The first thread dump is right after the indexer getting stuck, the second one is from a bit later. All from the main thread only - if you need the date from the GC and other threads I can send those too.
"main" prio=10 tid=0x00007fa7cc00c000 nid=0x5208 runnable [0x00007fa7d3faf000] java.lang.Thread.State: RUNNABLE at org.htmlparser.nodes.TagNode.getTagName(TagNode.java:398) at org.archive.wayback.util.htmllex.NodeUtils.isCloseTagNodeNamed(NodeUtils.java:72) at org.archive.wayback.util.htmllex.ContextAwareLexer.nextNode(ContextAwareLexer.java:87) at org.archive.wayback.resourcestore.indexer.HTTPRecordAnnotater.annotateHTMLContent(HTTPRecordAnnotater.java:156) at org.archive.wayback.resourcestore.indexer.HTTPRecordAnnotater.annotateHTTPContent(HTTPRecordAnnotater.java:141) at org.archive.wayback.resourcestore.indexer.WARCRecordToSearchResultAdapter.adaptWARCHTTPResponse(WARCRecordToSearchResultAdapter.java:303) at org.archive.wayback.resourcestore.indexer.WARCRecordToSearchResultAdapter.adaptInner(WARCRecordToSearchResultAdapter.java:114) at org.archive.wayback.resourcestore.indexer.WARCRecordToSearchResultAdapter.adapt(WARCRecordToSearchResultAdapter.java:79) at org.archive.wayback.resourcestore.indexer.WARCRecordToSearchResultAdapter.adapt(WARCRecordToSearchResultAdapter.java:53) at org.archive.wayback.util.AdaptedIterator.hasNext(AdaptedIterator.java:57) at org.archive.wayback.util.AdaptedIterator.hasNext(AdaptedIterator.java:55) at org.archive.wayback.resourcestore.indexer.IndexWorker.main(IndexWorker.java:216)
Second one:
"main" prio=10 tid=0x00007fa7cc00c000 nid=0x5208 runnable [0x00007fa7d3faf000] java.lang.Thread.State: RUNNABLE at org.htmlparser.lexer.InputStreamSource.fill(InputStreamSource.java:337) at org.htmlparser.lexer.InputStreamSource.read(InputStreamSource.java:396) at org.htmlparser.lexer.Page.getCharacter(Page.java:705) at org.htmlparser.lexer.Lexer.parseString(Lexer.java:735) at org.htmlparser.lexer.Lexer.nextNode(Lexer.java:398) at org.archive.wayback.util.htmllex.ContextAwareLexer.nextNode(ContextAwareLexer.java:72) at org.archive.wayback.resourcestore.indexer.HTTPRecordAnnotater.annotateHTMLContent(HTTPRecordAnnotater.java:156) at org.archive.wayback.resourcestore.indexer.HTTPRecordAnnotater.annotateHTTPContent(HTTPRecordAnnotater.java:141) at org.archive.wayback.resourcestore.indexer.WARCRecordToSearchResultAdapter.adaptWARCHTTPResponse(WARCRecordToSearchResultAdapter.java:303) at org.archive.wayback.resourcestore.indexer.WARCRecordToSearchResultAdapter.adaptInner(WARCRecordToSearchResultAdapter.java:114) at org.archive.wayback.resourcestore.indexer.WARCRecordToSearchResultAdapter.adapt(WARCRecordToSearchResultAdapter.java:79) at org.archive.wayback.resourcestore.indexer.WARCRecordToSearchResultAdapter.adapt(WARCRecordToSearchResultAdapter.java:53) at org.archive.wayback.util.AdaptedIterator.hasNext(AdaptedIterator.java:57) at org.archive.wayback.util.AdaptedIterator.hasNext(AdaptedIterator.java:55) at org.archive.wayback.resourcestore.indexer.IndexWorker.main(IndexWorker.java:216)

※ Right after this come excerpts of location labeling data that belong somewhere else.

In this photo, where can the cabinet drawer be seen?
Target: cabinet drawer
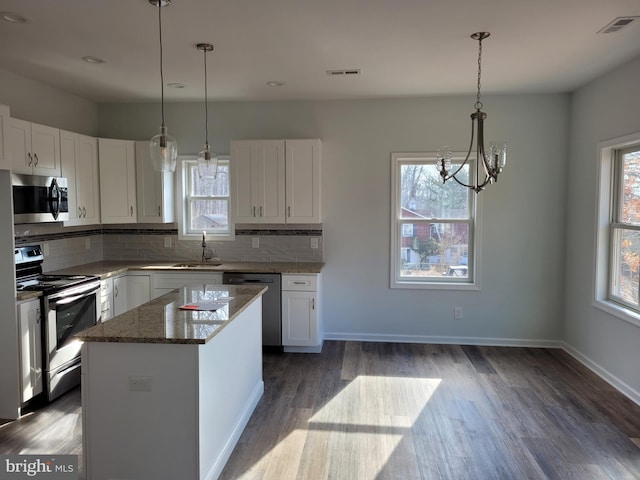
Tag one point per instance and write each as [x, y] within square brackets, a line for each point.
[307, 283]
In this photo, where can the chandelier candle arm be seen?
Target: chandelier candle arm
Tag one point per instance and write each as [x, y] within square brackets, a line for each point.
[493, 162]
[163, 148]
[207, 160]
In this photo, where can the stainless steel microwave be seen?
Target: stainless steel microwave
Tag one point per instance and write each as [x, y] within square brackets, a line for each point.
[39, 199]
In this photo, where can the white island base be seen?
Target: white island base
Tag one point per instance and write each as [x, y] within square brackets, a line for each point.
[170, 411]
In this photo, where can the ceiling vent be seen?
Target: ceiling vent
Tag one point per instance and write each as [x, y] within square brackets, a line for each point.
[617, 24]
[346, 73]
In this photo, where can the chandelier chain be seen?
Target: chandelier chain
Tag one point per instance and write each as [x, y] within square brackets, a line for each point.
[478, 102]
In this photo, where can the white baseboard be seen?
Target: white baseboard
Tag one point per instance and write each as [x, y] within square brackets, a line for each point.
[217, 467]
[603, 373]
[607, 376]
[485, 341]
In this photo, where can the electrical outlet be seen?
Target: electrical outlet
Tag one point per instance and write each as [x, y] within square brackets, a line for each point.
[139, 384]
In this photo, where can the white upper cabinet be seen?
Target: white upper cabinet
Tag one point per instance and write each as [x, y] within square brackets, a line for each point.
[258, 181]
[117, 181]
[276, 181]
[154, 189]
[79, 159]
[303, 182]
[33, 148]
[4, 125]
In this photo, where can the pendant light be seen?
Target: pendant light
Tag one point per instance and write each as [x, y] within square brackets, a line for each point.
[492, 161]
[207, 160]
[163, 148]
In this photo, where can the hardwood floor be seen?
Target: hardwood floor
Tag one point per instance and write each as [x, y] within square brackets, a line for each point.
[410, 411]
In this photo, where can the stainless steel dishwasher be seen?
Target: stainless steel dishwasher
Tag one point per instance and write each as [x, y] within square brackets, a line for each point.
[271, 304]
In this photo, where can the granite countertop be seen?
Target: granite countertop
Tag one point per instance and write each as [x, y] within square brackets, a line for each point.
[108, 269]
[162, 321]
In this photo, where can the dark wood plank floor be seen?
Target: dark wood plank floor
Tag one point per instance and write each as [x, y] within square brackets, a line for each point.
[410, 411]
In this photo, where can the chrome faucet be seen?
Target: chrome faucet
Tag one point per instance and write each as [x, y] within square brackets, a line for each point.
[204, 249]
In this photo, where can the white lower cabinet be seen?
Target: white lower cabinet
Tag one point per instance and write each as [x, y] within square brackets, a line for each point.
[30, 349]
[167, 281]
[301, 313]
[106, 299]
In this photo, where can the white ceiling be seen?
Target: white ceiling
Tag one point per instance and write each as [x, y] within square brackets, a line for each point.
[402, 47]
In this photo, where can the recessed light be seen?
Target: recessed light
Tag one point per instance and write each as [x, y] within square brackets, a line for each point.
[90, 59]
[12, 17]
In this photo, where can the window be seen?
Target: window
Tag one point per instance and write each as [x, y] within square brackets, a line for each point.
[625, 228]
[617, 288]
[204, 201]
[432, 225]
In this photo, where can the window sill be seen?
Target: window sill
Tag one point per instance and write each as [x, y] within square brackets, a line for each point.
[408, 285]
[618, 311]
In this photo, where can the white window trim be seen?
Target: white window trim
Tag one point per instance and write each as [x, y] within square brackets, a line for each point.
[394, 282]
[606, 151]
[181, 204]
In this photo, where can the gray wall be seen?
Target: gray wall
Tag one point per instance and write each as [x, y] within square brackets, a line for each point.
[606, 108]
[521, 296]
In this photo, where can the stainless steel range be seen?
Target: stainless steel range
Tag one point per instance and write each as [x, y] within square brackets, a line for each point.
[70, 304]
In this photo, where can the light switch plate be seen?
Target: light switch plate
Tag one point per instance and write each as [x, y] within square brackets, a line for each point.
[139, 384]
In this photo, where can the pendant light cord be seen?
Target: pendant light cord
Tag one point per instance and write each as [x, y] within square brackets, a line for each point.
[161, 69]
[206, 107]
[478, 102]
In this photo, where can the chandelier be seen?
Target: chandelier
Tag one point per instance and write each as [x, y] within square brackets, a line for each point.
[163, 149]
[490, 163]
[207, 160]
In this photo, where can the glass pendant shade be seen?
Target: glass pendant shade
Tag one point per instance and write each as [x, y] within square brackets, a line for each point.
[207, 163]
[163, 150]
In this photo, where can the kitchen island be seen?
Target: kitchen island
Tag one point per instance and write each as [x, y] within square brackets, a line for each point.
[167, 392]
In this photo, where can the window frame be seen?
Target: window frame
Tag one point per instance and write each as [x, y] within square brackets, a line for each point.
[471, 282]
[610, 184]
[182, 200]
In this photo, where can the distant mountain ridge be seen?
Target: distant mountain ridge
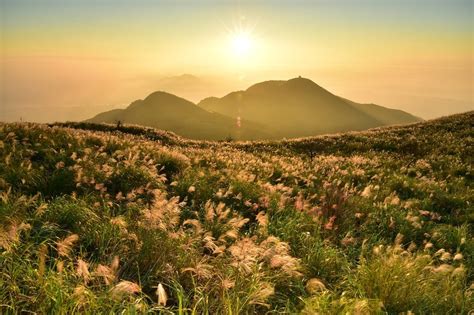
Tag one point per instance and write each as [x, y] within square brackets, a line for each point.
[267, 110]
[169, 112]
[299, 107]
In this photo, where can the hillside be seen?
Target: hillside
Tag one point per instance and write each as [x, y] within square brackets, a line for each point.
[299, 107]
[99, 219]
[169, 112]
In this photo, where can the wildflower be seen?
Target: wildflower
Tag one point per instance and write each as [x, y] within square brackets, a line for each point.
[445, 256]
[124, 288]
[161, 295]
[428, 245]
[42, 260]
[260, 296]
[262, 218]
[444, 268]
[367, 192]
[201, 270]
[82, 270]
[458, 256]
[314, 286]
[60, 266]
[64, 246]
[227, 284]
[107, 274]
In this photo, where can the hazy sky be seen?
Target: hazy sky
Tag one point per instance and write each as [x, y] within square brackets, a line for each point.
[69, 59]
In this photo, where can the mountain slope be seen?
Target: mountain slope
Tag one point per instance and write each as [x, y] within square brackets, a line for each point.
[299, 107]
[169, 112]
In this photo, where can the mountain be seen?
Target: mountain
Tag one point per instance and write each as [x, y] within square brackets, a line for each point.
[299, 107]
[169, 112]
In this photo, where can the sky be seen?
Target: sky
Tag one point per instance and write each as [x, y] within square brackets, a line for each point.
[71, 59]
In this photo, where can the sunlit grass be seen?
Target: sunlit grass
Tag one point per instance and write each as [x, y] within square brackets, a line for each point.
[136, 220]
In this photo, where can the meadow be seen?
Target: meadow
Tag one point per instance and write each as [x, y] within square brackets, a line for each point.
[100, 219]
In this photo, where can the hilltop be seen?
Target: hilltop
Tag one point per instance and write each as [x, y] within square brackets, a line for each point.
[268, 110]
[299, 107]
[100, 219]
[168, 112]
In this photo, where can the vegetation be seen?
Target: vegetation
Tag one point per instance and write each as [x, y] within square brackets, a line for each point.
[95, 219]
[299, 107]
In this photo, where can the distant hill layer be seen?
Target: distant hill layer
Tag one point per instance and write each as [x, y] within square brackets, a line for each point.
[299, 107]
[169, 112]
[268, 110]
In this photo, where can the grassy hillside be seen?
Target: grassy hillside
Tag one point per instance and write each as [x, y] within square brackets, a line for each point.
[169, 112]
[299, 107]
[99, 220]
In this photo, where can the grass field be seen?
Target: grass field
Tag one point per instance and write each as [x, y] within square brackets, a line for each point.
[98, 220]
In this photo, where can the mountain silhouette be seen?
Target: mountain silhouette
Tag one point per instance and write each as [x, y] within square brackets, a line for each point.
[299, 107]
[267, 110]
[169, 112]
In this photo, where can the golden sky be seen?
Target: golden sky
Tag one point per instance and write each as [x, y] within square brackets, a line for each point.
[72, 59]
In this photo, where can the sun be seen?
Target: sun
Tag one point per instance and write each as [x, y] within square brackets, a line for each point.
[241, 38]
[241, 43]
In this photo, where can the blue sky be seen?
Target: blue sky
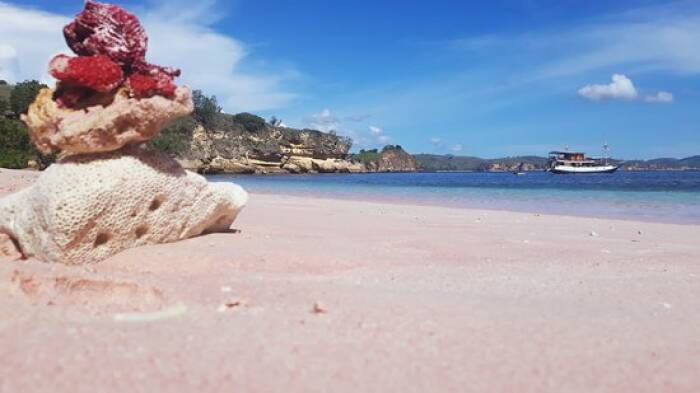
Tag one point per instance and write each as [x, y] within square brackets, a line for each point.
[466, 78]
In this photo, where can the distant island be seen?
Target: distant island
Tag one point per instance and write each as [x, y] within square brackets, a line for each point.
[210, 141]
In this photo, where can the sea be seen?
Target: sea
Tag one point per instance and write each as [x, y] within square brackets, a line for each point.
[672, 197]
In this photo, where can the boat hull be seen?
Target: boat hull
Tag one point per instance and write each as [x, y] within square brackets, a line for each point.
[571, 170]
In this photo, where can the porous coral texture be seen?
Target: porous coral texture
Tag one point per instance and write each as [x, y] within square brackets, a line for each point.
[86, 208]
[102, 128]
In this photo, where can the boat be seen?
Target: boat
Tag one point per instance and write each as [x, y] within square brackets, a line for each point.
[520, 171]
[568, 162]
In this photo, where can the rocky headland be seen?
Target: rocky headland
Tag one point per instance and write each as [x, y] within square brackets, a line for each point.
[247, 144]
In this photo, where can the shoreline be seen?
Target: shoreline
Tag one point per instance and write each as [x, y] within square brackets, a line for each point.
[482, 209]
[333, 295]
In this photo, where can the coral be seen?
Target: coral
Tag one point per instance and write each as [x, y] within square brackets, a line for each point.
[106, 29]
[97, 72]
[148, 85]
[86, 208]
[107, 193]
[102, 128]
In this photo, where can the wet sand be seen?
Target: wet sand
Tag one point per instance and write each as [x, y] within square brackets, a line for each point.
[320, 295]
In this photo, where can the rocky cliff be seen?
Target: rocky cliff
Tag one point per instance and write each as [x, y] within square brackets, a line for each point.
[245, 143]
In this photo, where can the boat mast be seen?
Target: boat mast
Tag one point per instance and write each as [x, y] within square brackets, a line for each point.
[605, 153]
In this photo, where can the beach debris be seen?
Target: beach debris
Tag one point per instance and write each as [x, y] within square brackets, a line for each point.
[230, 304]
[166, 313]
[318, 308]
[8, 250]
[107, 193]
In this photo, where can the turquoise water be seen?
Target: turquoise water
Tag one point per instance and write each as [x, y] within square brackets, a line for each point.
[650, 196]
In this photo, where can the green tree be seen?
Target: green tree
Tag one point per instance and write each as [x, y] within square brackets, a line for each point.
[206, 108]
[24, 94]
[174, 140]
[15, 147]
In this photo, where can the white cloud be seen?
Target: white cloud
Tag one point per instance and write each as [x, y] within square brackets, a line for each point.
[209, 60]
[654, 38]
[662, 97]
[28, 40]
[375, 131]
[621, 87]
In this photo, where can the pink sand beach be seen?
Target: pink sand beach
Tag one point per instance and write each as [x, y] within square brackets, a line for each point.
[316, 295]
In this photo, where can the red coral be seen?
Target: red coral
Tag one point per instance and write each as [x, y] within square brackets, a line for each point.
[98, 73]
[157, 82]
[106, 29]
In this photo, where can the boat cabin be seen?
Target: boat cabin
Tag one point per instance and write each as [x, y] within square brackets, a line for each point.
[570, 158]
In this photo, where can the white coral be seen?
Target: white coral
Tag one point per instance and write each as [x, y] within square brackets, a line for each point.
[86, 208]
[101, 128]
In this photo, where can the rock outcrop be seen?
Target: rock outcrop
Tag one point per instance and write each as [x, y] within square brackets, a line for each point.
[230, 147]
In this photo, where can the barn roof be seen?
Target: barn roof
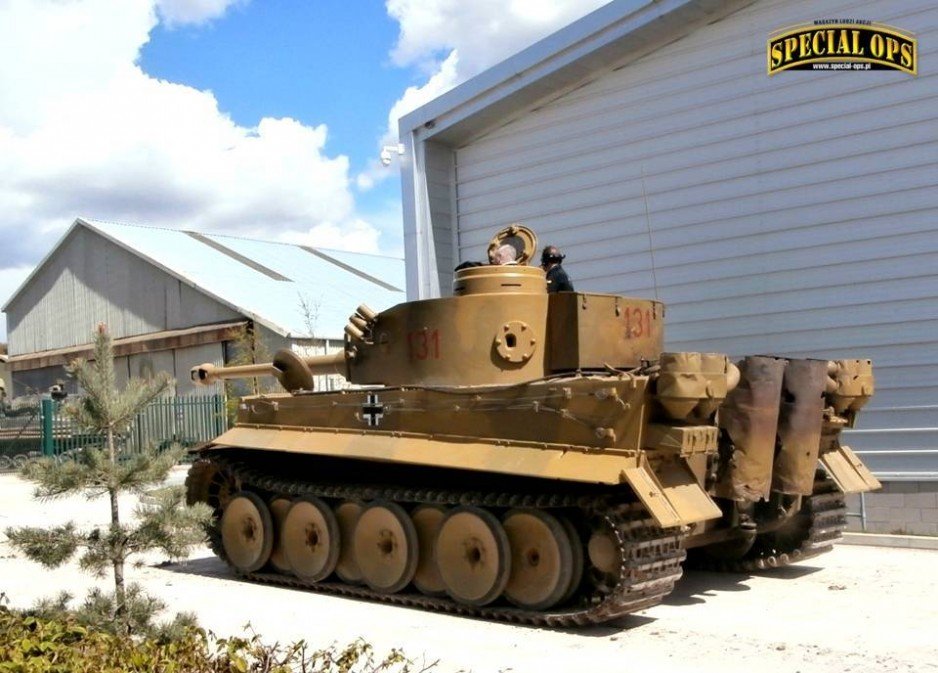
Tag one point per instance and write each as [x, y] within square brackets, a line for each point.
[265, 281]
[611, 36]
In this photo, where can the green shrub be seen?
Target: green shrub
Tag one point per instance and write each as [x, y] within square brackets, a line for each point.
[30, 643]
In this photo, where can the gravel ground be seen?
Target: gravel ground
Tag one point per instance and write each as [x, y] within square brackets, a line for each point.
[855, 609]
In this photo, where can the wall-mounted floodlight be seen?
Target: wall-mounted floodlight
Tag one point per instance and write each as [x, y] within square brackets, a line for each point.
[388, 151]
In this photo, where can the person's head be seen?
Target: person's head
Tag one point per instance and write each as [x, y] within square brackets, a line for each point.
[551, 256]
[504, 254]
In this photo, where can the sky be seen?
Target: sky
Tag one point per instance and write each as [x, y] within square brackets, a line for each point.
[258, 118]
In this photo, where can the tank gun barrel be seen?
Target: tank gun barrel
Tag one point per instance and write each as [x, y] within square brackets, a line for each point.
[207, 374]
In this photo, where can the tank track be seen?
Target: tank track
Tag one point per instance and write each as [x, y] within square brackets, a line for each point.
[812, 532]
[649, 557]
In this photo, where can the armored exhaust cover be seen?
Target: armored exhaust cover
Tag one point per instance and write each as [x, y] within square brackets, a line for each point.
[799, 426]
[748, 421]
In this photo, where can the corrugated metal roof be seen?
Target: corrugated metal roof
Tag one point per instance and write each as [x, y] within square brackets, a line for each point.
[331, 290]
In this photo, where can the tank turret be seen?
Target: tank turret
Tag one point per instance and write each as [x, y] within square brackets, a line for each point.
[526, 456]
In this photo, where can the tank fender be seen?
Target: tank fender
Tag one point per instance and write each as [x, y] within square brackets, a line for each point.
[848, 471]
[671, 492]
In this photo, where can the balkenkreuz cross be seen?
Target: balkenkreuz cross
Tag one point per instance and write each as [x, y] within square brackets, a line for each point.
[372, 410]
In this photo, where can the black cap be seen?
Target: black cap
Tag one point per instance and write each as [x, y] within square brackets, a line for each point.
[551, 254]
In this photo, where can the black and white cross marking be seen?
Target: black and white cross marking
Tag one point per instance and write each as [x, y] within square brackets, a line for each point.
[372, 410]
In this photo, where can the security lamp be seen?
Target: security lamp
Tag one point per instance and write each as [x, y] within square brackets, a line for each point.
[386, 153]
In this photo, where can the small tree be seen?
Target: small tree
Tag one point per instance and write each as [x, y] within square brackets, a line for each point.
[163, 521]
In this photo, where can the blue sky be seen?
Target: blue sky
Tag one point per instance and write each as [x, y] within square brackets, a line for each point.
[260, 118]
[266, 59]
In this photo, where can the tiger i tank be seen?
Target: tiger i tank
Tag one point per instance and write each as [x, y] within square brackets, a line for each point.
[536, 458]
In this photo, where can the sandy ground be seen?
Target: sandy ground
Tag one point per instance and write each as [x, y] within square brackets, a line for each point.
[855, 609]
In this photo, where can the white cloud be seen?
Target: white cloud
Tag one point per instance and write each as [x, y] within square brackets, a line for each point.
[85, 132]
[453, 40]
[180, 12]
[356, 236]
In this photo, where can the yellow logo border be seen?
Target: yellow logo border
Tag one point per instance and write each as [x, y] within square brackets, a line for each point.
[881, 28]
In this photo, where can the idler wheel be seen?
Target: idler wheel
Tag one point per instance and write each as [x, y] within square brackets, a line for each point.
[541, 559]
[247, 532]
[386, 548]
[427, 520]
[311, 539]
[347, 514]
[279, 507]
[473, 556]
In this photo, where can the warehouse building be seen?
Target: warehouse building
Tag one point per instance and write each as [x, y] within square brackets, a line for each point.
[175, 299]
[794, 214]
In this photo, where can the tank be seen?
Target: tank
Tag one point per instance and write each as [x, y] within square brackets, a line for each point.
[537, 458]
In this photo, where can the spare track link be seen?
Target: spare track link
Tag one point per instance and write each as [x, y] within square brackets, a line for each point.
[650, 557]
[825, 515]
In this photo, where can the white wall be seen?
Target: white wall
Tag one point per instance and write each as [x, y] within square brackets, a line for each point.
[795, 214]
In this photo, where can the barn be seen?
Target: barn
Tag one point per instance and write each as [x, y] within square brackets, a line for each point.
[792, 213]
[174, 299]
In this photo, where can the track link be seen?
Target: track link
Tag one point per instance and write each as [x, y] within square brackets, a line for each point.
[649, 557]
[812, 532]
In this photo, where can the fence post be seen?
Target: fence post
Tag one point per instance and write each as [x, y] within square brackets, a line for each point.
[47, 407]
[220, 415]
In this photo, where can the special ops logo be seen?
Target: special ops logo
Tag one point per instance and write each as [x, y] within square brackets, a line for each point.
[834, 44]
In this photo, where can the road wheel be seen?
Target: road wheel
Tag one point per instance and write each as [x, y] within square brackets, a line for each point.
[247, 532]
[386, 547]
[311, 539]
[473, 556]
[541, 559]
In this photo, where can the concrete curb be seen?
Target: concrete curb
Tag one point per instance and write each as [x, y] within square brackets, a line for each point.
[896, 541]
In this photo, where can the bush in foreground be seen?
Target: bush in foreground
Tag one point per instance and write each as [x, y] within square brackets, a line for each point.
[34, 644]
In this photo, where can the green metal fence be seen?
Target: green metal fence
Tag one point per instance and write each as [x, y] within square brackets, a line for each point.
[184, 420]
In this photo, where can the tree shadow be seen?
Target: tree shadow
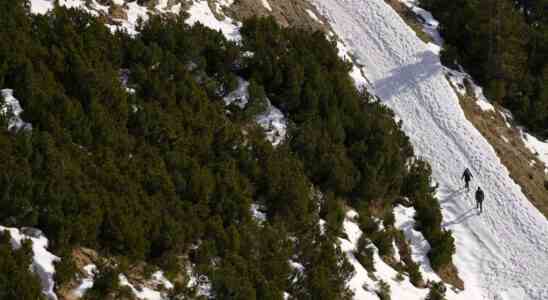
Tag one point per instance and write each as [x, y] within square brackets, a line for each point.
[406, 77]
[463, 217]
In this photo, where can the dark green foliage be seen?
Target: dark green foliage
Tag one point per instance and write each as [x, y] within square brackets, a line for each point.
[16, 279]
[350, 145]
[428, 216]
[383, 291]
[165, 171]
[504, 45]
[65, 269]
[410, 266]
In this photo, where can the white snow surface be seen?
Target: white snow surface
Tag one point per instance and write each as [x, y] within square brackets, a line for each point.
[404, 221]
[42, 261]
[500, 254]
[274, 124]
[399, 289]
[200, 12]
[538, 147]
[12, 104]
[86, 283]
[272, 120]
[257, 211]
[313, 16]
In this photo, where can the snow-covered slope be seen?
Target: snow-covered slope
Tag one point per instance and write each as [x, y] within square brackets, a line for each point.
[42, 261]
[501, 254]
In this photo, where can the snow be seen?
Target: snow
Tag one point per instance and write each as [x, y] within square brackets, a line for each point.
[201, 283]
[430, 25]
[42, 260]
[12, 105]
[257, 213]
[274, 124]
[399, 289]
[419, 245]
[87, 282]
[313, 16]
[494, 250]
[240, 96]
[266, 5]
[272, 120]
[200, 12]
[539, 148]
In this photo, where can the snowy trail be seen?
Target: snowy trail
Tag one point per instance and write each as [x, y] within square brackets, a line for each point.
[501, 254]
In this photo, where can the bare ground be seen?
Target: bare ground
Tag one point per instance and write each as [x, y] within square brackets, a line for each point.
[511, 150]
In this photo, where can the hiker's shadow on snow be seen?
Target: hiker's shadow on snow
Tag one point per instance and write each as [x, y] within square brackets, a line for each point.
[463, 217]
[408, 76]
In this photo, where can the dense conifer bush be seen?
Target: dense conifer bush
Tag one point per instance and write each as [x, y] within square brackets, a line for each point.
[165, 171]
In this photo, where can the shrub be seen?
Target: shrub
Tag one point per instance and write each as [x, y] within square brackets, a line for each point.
[383, 290]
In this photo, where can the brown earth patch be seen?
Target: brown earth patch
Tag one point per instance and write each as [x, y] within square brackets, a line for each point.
[511, 150]
[450, 274]
[286, 12]
[410, 18]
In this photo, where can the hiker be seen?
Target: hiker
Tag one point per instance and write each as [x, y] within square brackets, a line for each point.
[467, 176]
[479, 199]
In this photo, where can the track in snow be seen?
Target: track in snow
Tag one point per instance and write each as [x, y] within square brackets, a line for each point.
[501, 254]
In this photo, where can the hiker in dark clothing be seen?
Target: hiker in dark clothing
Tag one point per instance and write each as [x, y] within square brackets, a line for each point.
[479, 199]
[467, 176]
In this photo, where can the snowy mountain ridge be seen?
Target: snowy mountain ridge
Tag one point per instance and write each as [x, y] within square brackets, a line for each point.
[494, 249]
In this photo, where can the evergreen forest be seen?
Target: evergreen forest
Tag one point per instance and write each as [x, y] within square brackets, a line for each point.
[503, 44]
[166, 174]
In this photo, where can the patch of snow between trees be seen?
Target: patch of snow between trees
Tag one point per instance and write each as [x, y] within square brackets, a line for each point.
[200, 12]
[86, 283]
[12, 109]
[497, 253]
[538, 147]
[271, 120]
[42, 261]
[267, 5]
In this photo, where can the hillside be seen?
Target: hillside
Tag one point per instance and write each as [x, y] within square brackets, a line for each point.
[493, 249]
[172, 149]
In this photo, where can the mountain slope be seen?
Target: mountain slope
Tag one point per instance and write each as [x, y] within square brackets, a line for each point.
[494, 250]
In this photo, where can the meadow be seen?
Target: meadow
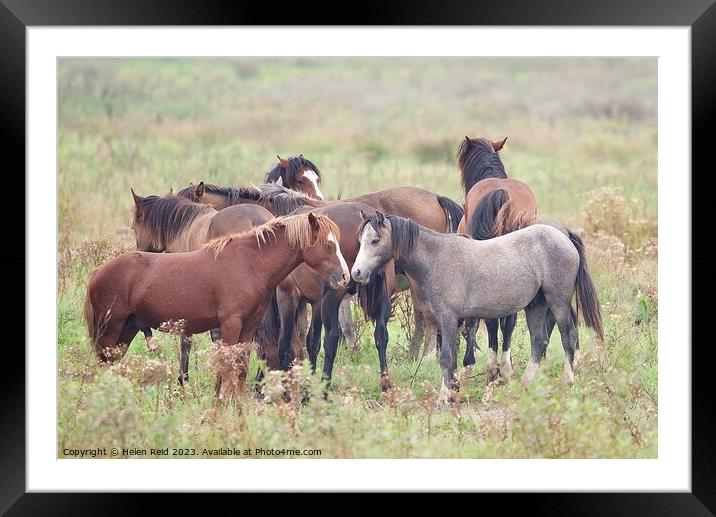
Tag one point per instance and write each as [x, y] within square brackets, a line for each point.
[581, 132]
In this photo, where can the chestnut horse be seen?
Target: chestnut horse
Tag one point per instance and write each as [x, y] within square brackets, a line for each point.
[296, 172]
[176, 224]
[227, 283]
[494, 205]
[431, 210]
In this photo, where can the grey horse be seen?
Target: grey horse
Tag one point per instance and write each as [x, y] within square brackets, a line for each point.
[535, 269]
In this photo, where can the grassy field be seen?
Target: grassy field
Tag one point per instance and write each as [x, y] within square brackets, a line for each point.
[582, 134]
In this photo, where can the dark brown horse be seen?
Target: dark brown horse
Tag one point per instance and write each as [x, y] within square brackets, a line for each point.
[226, 284]
[431, 210]
[175, 224]
[296, 172]
[494, 205]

Just noting this related issue: #162
The indexer only does this parsing to poke around for robots.txt
assertions that most (any?) of us don't make use of. Maybe we should modify things so it's optional/off-by-default?
Just for testing I put a return;
at the front of annotateHTTPContent, before robotFlags.reset();
(